Dans le discours que tu tiens, on a envie de te faire malgré tout un gros câlin pour guérir ton enfant intérieur. Car là tu es en plein déni. Rien d'anormal. Les études le montrent. La position de l'adulte dominant fait que souvent l'enfant accepte la violence qui lui est infligée. Toi, enfant, tu as subi, tu as appris à ne plus rien ressentir et tu ne veux sans doute pas accuser tes parents, ni les remettre en question. Tu es comme 90% des adultes qui ont vécu des VEO (Violences Educatives Ordinaires), tu dénies. A cela s'ajoute un énorme problème, celui de la confusion des règles éthiques.

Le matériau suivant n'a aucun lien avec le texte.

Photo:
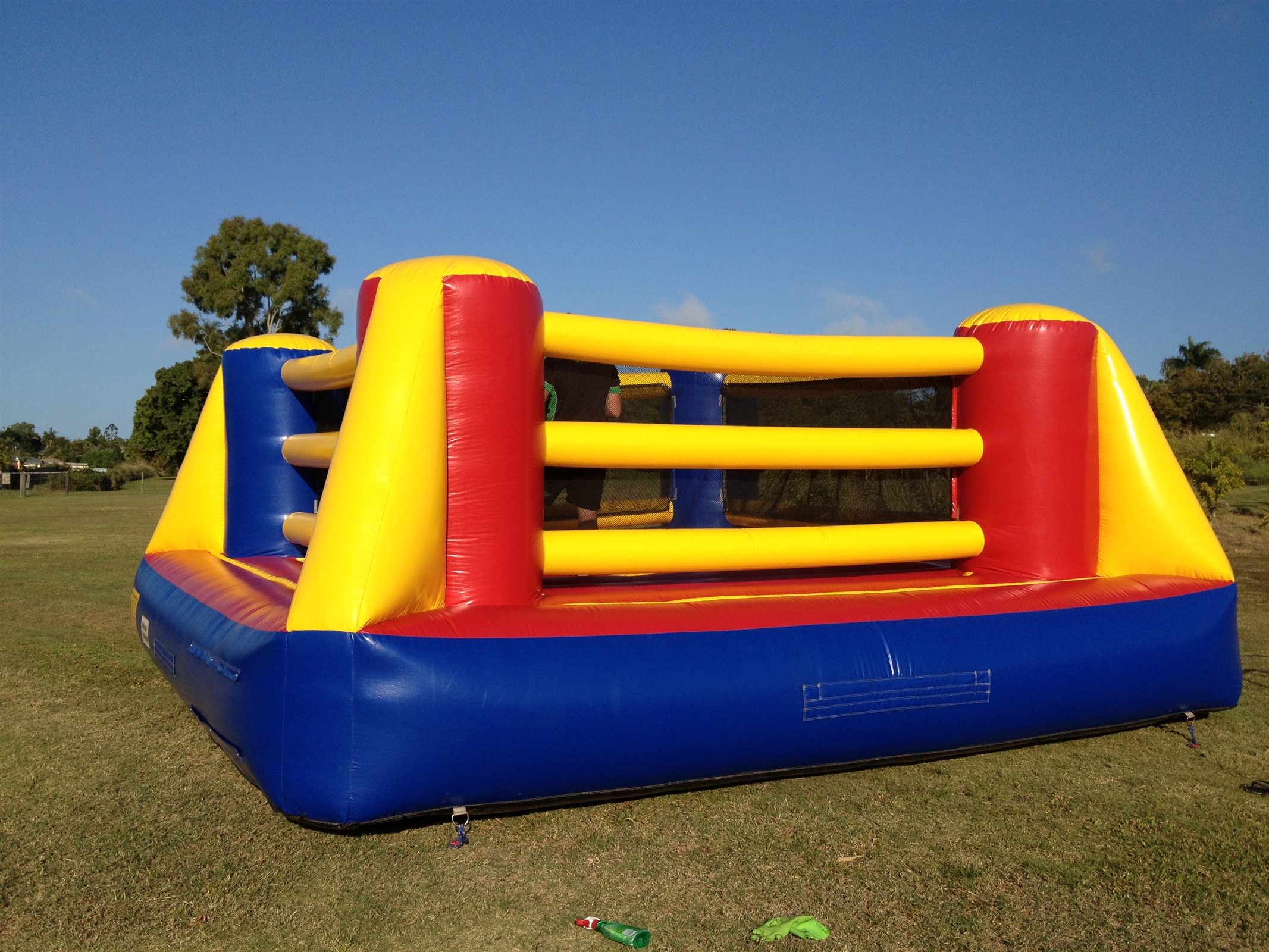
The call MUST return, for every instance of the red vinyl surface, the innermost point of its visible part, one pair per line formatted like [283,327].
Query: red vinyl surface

Tout ça pour un même cerveau c'est beaucoup. Ainsi, quand tes parents te donnaient ces coups de martinets sur les fesses ou ces "tartes", tu comprenais cet acte comme moralisateur et culpabilisant: "Je te donne ces coups, je te punis, c'est pour ton bien". Toi enfant, tu as certainement traduit cela en ces termes "J'ai le droit de faire du mal pour faire du bien". Et pour cela, je t'envoie un câlin virtuel.

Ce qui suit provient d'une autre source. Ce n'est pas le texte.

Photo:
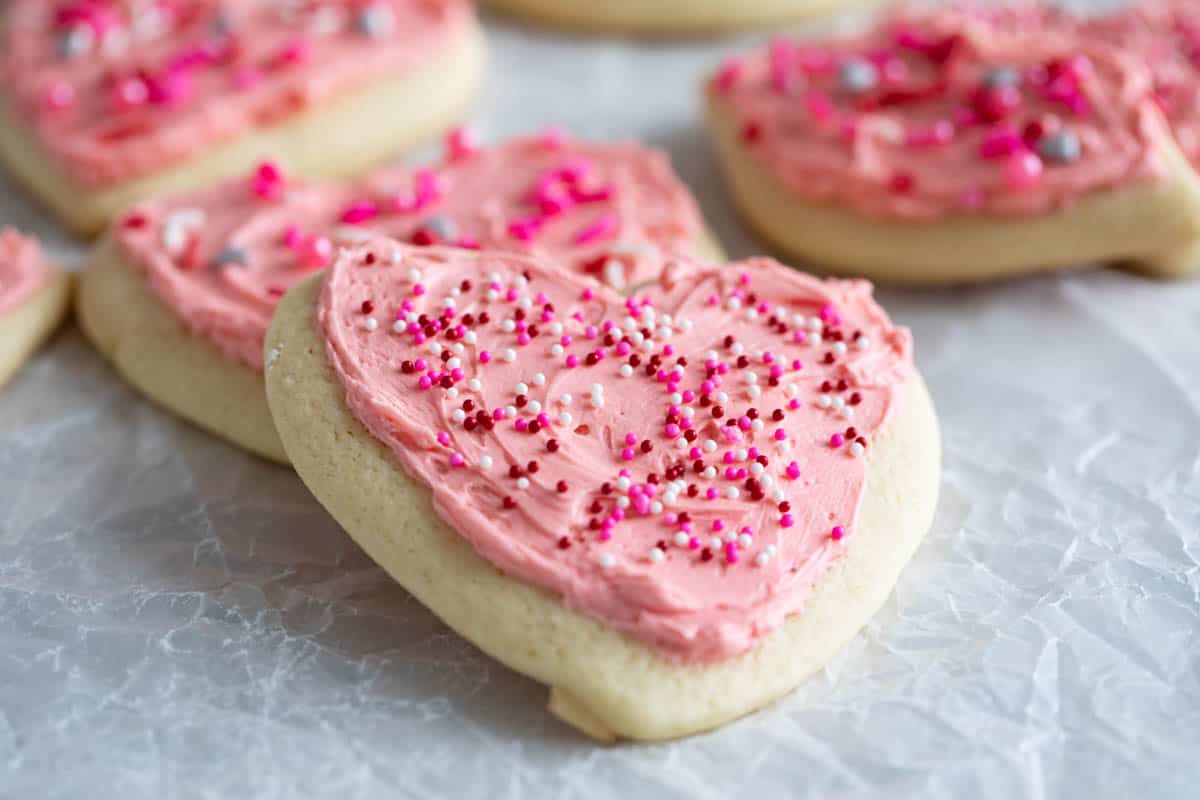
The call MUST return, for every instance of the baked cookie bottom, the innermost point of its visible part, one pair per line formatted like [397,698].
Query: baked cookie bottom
[333,139]
[27,326]
[180,371]
[603,683]
[1152,228]
[667,18]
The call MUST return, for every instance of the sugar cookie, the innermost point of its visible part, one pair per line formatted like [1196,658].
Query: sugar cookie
[954,146]
[671,519]
[109,103]
[179,296]
[667,17]
[34,299]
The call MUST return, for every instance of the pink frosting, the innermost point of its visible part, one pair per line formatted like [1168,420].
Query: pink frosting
[598,446]
[22,269]
[221,258]
[943,113]
[117,89]
[1165,36]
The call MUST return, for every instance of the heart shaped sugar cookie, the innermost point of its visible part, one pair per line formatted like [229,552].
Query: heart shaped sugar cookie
[669,507]
[179,296]
[111,102]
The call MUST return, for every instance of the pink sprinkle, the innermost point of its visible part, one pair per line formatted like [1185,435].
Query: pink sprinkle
[1024,169]
[603,227]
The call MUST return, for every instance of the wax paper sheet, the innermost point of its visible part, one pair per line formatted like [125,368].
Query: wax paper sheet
[181,620]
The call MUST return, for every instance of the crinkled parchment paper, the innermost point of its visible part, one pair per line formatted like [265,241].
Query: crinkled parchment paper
[178,619]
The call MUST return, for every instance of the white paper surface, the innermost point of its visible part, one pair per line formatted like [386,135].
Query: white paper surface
[179,619]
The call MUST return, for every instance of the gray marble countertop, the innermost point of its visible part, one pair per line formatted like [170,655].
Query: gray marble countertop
[181,620]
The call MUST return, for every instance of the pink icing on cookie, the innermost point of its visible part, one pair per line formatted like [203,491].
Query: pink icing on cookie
[117,89]
[221,258]
[1165,36]
[683,464]
[22,269]
[929,115]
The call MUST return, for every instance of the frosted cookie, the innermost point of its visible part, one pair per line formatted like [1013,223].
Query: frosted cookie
[180,294]
[109,102]
[34,299]
[667,17]
[952,146]
[671,509]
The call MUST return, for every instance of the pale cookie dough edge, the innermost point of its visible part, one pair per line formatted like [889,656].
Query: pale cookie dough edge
[178,370]
[1153,227]
[27,326]
[667,18]
[603,683]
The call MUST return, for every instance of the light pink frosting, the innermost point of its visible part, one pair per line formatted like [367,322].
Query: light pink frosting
[910,120]
[117,89]
[595,519]
[629,208]
[22,269]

En bref, effectivement, "qu'est ce qu'on est serré au fond" de ta boîte crânienne. Ta copine la résilience cohabite avec son collègue le déni. Et au milieu d'eux on peut peut-être aperçevoir leurs copains : troubles de l'humeur, troubles anxieux, agressivité et j'en passe. La chanson disait vrai...
A défaut de faire "tourner les serviettes", faisons tourner les combats contre les VEO! Et surtout, arrêtons avec ces mensonges niant les traumatismes. Les VEO ont des repercussions dramatiques, on le sait tous maintenant!